Nakul Krishna, a graduate student at Oxford, has written a beautiful essay at The Point called “Add Your Own Egg.” Go read it, and we can talk about it here, if you’d like.
The essay originates from the feeling that something is missing from contemporary philosophical practice. It is not a piece of simple declinism that romanticizes the past. Rather, it wonders whether philosophers are paying enough attention to living, and wonders how this might affect how they think philosophically.

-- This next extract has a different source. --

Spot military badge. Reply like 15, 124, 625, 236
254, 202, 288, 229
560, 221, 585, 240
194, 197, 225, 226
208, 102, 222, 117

It was the coldest I had ever known it to be. The clocks went back and it was dark by teatime. I lived on the taste of those succulent Latinate phrases (de dicto, ex hypothesi, a fortiori), on the glow of having made a subtle distinction or scored a palpable hit. It was nothing like I had expected philosophy to be, this self-contained, largely ahistorical, resolutely anti-literary enterprise, faintly embarrassed to be sharing institutional space with the other disciplines in the humanities.
Those I asked said the central question of modern moral philosophy remained the one Socrates identified in Plato’s Republic: How to live? But answering it seemed to require a detour that went right past the humanities, perhaps right past the human itself. I’m not sure that bothered me at the time. I thought I was happy, and that it was the philosophy I loved. I now suspect that what I loved was the being good at it.
Krishna holds up Bernard Williams as a model. It is not just his resistance to systematizing theories, nor his moral conservatism—both ingredients in his characteristic work—which appeal to Krishna. It’s also his style, which mixes intellectual power and humility while at the same time inviting the reader to think, and then live with those thoughts:
If Williams’s prose stands up to rereading, as analytic philosophy seldom does, it’s because it leaves, in its epigrammatic compression, room for its readers to add something of themselves to it….
Williams wouldn’t grant the assumption that one should write, as the Roman rhetorician Quintilian had recommended, so that one cannot be misunderstood. Williams thought this advice indeterminate—misunderstood by whom? One writes for an imagined reader with whom one shares something: intelligence, seriousness, knowledge and so forth. “But that reader will also have thoughts of his own, ways of understanding which will make something out of the writing different from anything the writer thought of putting into it. As it used to say on packets of cake mix, he will add his own egg.” A reader’s thought, Williams said, “cannot simply be dominated … his work in making something of this writing is also that of making something for himself.”
I personally do not share Krishna’s worries about philosophy. That’s not to say there aren’t philosophers who are just frictionlessly spinning in the void, detached from life, and who fail to see this. It’s just that I don’t think such philosophers make up the majority of the profession. I also don’t share his apparent view that the dualism of practical reason is overcome by, say, things like preferences for “caring for someone (rather than everyone)” (he may have more to say on that score). Nonetheless, Krishna is a thoughtful writer who is able to raise uncomfortable questions for philosophers, draw out some valuable insights from Williams, and give a deeper take on the finding of balance between work and life.